Gathered last Thursday on the Ghana coast at a former slave castle, global Baptists struck yet again at the manacles that have chained together for centuries whites and blacks in the tortured heritage of slavery, segregation and separation.

The world’s largest umbrella organization for Baptists with some 110 million members, the Baptist World Alliance, held a memorial and reconciliation service at Cape Coast Castle, located some two-and-half hours west of Accra, the nation’s capital.

Baptists prayed and pledged to fight racism at one of the existing depots where Europeans first purchased slaves in sub-Saharan Africa.

Over 11 million Africans were shipped from the coastal forts in West Africa to the Americas, according to The Door of No Return, a newly published book on the history of Cape Coast Castle.

Before the service on an overcast day, BWA participants toured the white-painted castle, including the dark, damp separate cells for male and female slaves. Some descendants of slaves shed tears; some descendants of slaveholders or those never at risk to slavery expressed discomfort. Others toured in disbelief.

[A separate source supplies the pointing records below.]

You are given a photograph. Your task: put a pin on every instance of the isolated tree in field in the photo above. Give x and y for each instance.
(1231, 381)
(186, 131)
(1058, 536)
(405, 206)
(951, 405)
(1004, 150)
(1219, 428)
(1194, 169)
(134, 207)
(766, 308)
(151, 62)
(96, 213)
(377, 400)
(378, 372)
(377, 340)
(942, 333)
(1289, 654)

Participants walked from slave cells through large, double-doors onto the gateway to the beach, where fishing canoes now sit, but where canoes once transported Africans in chains to the ships awaiting human cargo for the Americas.

“Let the word go forth that Baptists repent and ask forgiveness and seek reconciliation with one another for freedom and justice,” said Denton Lotz, BWA’s retired general secretary, after the service.

During the service, over 400 registrants read from previous BWA statements against racism. From the 1993 Harare Declaration, registrants again pledged to “expose and challenge the sin of racism.”

From the 1999 Atlanta Covenant, global Baptists read in the liturgy: “Ethnocentrism and racism are a sign of … sin and alienation. The power of sin expresses itself in many ways. When one nation or race thinks it is better than the other it is living in sin. Indeed racism is sin.”

They read in unison: “We affirm that racism and ethnic conflict are contrary to God’s Word.”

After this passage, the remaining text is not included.